Data Analysis and Machine Learning

My experience with data analysis spans causal inference, modeling, and forecasting. Some of the projects I have worked on include identifying the necessary growth in our subcontractor network to meet organizational goals, forecasting saved energy based on year to date data, and performing hypothesis testing to identify the presence of exterior effects. In machine learning, I have become familiar with algorithms such as K-Nearest Neighbors, Decision Trees, Logistic Regression, and Random Forest.

Data Visualization

In a world driven by complex systems that are largely inaccessible without relevant expertise, I pride myself on presenting broad trends in intuitive ways through research and visualization.

As a data specialist with Energy Trust of Oregon, I used Power BI (DAX) to create dashboards that intuitively communicate the status of data quality issues throughout their data warehouse. I worked extensively with relational databases to gather metrics from multiple tables in doing so.

I have also found opportunities to use data visualization in Economic Development. During my internship with the International Development Group (IDG), we were tasked assisting in the construction of a series of highways in Southern Niger. This project would provide tangible benefits for years to come in a region hard pressed by issues including terrorism and extreme poverty.

For our part, we were tasked with writing a baseline data report so that we could track the effect of our efforts on road usage statistics. I was responsible for creating visuals in Excel, clearly defining relevant metrics like gender and age distributions in comparison to the local population.

Databases

Working on data quality issues for Energy Trust of Oregon, I became intimately familiar with the structure of their relational databases, as well as different means for accessing it. I used Microsoft SQL Server and R to access the data in a tabular format, writing queries for pulling it into Power BI for display. This experience has given me confidence when working with relational databases.

Data Analysis/Research

I am passionate about my expertise in using data to help informed decision-making and research.

As an intern with the International Development Group, I fulfilled a variety of roles involving data analysis. As a project for the summer, I researched the Barriers to Business in the Western Balkans, communicating my findings to the rest of the company both through a written report and a virtual presentation. This undertaking focused on using data from the World Bank to accurately describe issues with private sector activities on the ground.

As a fiscal note analyst with the Washington State Department of Commerce, I was responsible for gaining accurate estimations of the impact state legislation would have on local governments. To do this, I consulted relevant public agencies and institutions for estimates on how bills would affect their budgets. I then summarized this information into documents that informed both policy makers and the general public.

Even in the classroom, I found opportunities to put theory to good use. For my Master's degree, I wrote an econometric report deconstructing the impact of COVID-19 lockdowns on international trade intensity. I used a fixed effect gravity model to identify a 25% drop in export integration and 8% drop in import integration under quarantine. I also wrote a blog post testing whether the polling errors of the US general election were significantly different between 2016 and 2020.
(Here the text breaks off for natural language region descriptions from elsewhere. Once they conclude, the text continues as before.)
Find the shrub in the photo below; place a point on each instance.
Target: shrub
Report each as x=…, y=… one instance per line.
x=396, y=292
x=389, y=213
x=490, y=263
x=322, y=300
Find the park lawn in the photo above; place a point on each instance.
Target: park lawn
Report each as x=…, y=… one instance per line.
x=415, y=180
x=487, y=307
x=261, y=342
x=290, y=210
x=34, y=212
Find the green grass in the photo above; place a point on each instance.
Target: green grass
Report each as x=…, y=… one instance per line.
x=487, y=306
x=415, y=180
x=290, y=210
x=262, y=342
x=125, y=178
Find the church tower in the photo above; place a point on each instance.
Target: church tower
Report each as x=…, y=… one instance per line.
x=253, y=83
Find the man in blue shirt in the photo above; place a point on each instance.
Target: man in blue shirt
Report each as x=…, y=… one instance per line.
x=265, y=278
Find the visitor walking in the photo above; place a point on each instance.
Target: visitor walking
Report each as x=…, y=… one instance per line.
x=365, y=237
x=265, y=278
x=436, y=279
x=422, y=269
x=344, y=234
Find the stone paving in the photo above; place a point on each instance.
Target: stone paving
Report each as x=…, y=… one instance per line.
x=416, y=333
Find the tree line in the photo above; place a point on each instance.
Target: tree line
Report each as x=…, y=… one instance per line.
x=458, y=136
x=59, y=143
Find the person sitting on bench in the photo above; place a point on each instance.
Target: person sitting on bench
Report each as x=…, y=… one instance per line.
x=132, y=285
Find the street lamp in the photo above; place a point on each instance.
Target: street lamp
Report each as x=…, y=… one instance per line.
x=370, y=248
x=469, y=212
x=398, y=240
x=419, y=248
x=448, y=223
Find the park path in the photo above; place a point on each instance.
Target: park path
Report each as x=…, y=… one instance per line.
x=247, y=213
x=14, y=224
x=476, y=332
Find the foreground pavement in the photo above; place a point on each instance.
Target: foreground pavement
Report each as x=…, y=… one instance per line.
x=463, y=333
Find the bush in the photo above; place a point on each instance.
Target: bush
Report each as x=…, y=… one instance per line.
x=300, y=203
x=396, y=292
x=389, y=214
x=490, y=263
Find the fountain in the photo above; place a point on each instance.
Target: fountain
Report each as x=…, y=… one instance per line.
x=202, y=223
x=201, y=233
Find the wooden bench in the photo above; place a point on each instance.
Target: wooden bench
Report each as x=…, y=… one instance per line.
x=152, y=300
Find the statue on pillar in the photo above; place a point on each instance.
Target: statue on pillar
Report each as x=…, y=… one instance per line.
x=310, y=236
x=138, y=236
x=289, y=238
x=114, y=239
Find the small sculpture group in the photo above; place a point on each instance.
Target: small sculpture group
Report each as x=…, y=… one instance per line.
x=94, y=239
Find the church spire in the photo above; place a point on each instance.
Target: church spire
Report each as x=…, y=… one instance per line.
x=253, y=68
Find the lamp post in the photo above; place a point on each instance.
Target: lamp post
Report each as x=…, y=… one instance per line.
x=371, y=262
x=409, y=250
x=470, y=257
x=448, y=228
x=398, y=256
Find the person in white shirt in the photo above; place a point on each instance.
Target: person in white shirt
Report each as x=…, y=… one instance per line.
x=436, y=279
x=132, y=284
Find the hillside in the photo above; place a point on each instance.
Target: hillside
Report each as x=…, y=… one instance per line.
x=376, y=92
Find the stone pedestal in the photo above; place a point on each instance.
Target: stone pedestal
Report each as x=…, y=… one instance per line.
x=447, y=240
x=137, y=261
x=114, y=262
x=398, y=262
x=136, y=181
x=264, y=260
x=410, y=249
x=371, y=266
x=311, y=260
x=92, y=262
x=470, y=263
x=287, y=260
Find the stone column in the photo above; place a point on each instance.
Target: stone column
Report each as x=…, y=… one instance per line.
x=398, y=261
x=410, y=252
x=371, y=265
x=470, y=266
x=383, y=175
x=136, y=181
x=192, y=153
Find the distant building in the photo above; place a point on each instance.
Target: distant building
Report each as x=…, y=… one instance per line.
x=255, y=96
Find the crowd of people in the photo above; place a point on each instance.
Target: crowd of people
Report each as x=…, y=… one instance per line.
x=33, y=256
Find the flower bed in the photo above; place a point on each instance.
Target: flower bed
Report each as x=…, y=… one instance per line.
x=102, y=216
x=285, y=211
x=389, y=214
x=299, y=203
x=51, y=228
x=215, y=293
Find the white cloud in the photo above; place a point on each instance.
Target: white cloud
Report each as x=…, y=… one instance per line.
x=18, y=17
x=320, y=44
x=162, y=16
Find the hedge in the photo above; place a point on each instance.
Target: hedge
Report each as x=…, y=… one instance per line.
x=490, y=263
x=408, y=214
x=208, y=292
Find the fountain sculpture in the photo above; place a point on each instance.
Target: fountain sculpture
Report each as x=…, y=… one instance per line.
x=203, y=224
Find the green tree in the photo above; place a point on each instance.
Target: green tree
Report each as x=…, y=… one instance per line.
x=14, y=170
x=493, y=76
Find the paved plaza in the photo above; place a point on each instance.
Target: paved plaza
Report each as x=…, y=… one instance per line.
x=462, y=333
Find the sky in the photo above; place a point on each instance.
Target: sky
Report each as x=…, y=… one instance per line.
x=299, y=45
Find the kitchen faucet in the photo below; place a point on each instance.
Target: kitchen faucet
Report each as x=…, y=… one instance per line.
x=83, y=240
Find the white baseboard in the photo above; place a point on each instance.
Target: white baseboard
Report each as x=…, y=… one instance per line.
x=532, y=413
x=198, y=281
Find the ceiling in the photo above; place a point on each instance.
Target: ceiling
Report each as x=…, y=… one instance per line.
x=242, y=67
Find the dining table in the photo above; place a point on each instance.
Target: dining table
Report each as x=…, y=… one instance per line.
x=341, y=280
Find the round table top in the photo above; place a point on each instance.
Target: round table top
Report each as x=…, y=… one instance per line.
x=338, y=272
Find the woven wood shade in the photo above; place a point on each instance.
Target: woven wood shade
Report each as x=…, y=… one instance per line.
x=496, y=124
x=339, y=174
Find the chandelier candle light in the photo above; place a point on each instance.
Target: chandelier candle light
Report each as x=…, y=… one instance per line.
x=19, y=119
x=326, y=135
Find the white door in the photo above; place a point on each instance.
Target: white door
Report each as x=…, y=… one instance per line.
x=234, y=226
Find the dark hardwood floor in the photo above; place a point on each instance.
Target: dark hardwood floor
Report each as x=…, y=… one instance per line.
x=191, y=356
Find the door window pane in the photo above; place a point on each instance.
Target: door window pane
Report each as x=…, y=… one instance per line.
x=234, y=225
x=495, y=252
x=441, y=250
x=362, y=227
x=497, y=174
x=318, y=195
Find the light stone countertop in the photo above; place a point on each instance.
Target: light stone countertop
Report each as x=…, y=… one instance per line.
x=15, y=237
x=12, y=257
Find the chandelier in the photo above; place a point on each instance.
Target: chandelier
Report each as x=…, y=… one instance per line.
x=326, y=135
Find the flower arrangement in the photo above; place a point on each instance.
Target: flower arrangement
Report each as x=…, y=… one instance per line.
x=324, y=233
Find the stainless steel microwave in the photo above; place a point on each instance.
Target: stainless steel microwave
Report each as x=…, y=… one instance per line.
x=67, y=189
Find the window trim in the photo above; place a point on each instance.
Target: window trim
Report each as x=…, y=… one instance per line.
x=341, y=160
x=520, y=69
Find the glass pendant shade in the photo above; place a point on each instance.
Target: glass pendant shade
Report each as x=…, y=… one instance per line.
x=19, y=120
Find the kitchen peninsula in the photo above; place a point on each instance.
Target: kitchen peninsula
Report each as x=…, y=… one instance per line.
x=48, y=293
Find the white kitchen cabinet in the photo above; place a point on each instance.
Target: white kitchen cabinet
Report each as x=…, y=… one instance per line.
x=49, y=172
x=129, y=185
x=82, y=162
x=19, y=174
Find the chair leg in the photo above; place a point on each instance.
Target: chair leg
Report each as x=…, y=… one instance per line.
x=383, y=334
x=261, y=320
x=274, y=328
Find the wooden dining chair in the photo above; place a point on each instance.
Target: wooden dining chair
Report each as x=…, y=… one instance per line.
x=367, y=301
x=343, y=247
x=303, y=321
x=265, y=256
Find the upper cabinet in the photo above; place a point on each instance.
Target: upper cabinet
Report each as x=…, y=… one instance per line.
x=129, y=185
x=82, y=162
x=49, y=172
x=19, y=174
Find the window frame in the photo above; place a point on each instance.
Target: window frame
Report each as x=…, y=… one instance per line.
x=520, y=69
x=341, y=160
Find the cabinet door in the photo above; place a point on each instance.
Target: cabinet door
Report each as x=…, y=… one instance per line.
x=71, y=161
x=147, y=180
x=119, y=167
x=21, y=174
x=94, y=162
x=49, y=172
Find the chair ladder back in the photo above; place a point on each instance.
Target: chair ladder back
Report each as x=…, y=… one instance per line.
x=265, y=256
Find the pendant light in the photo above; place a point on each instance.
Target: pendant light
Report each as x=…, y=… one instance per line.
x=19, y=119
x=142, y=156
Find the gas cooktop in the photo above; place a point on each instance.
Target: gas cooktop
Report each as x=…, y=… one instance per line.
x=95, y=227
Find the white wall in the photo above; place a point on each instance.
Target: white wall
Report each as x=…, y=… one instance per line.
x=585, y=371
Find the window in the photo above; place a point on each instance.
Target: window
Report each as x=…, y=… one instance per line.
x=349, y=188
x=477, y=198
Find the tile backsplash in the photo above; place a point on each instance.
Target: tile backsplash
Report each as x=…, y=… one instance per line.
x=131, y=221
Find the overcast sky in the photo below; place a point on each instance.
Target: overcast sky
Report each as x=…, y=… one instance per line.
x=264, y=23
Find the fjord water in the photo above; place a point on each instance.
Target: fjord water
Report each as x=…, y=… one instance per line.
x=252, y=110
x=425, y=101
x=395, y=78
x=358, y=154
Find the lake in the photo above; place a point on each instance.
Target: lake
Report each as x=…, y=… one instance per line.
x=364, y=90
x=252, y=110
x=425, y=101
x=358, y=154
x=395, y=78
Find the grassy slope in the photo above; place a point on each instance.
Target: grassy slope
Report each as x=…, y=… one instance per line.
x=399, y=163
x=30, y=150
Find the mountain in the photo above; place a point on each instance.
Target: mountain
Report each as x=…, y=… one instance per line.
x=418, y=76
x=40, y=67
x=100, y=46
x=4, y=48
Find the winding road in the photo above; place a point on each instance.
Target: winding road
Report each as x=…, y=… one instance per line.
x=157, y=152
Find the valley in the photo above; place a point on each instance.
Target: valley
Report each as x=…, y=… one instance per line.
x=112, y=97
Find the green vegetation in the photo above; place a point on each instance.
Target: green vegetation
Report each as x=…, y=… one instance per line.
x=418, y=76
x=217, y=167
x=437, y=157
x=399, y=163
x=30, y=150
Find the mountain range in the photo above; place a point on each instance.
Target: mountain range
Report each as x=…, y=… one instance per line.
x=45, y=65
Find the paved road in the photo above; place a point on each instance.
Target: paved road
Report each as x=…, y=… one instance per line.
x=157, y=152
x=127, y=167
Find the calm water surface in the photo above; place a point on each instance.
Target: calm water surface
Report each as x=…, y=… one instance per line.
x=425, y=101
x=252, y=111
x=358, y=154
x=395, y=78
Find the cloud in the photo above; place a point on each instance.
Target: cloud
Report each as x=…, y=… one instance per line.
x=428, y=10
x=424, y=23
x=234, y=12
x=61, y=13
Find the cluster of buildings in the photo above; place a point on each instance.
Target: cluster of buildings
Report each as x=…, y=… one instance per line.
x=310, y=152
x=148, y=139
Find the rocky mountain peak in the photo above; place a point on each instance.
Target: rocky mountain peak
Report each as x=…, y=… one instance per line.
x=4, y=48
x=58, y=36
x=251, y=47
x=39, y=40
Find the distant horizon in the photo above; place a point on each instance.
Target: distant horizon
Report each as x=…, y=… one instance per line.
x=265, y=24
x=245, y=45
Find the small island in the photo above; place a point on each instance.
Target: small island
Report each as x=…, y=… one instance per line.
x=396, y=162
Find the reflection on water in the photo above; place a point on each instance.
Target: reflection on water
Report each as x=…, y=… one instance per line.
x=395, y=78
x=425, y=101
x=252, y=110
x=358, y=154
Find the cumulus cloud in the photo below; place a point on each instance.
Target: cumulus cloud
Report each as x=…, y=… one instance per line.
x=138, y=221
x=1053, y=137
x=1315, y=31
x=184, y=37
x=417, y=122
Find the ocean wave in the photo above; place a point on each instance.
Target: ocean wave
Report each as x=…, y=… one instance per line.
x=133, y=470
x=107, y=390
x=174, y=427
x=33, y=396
My academic curriculum also included exposure to advanced econometrics and machine learning. Specifically, I had the opportunity to work with the TidyModels R package, where I became familiar with the implementation and theory behind models. I coordinated with my classmate Jonas Bowman to complete a project using different models to predict the selection of yearly NBA AllStars with seasonal statistics. I have also completed several projects on my kaggle profile, using machine learning to predict housing prices and titanic survivorship.

Even before landing my first job, I was able to use my skills to help a local non-profit, ShelterCare, in interpreting baseline data from their initial workplace surveys. Here, I visualized the data and provided a report that outlined industry standards for using employee satisfaction surveys.

Data Collection/Cleaning

I am well versed in data scrubbing and wrangling. Having worked with the Tidyverse and Data.Table packages in R, I am confident that I can adequately tackle the cleaning, reformatting, and standaridization of datasets.

At Energy Trust of Oregon, I was responsible for cleaning data on utility customer information. This involved keeping a record of differently formatted datasets aqcuired over the years, then writing an R script capable of generating a single dataset for use by others in the organization.

Another relevant adventure was my time with A Family for Every Child. According to the Department of Health and Human Services, there are around 400,000 children in foster care in the United States. (https://www.acf.hhs.gov/sites/default/files/documents/cb/afcarsreport28.pdf) Under the supervision of the volunteer coordinator, I led a project to improve Child and Family Matching Events. These seminars, which became virtual due to the COVID-19 Pandemic, were aimed at connecting foster children and potential adopting families. To help make these virtual events a success, I:

Updated the email templates used to market the events.
Monitored data on the open and click rates of our email-marketing templates.
Wrote survey questions to monitor attendee experiences through ConstantContact.
Collected data on the attendance and outcomes of matching events in SalesForce.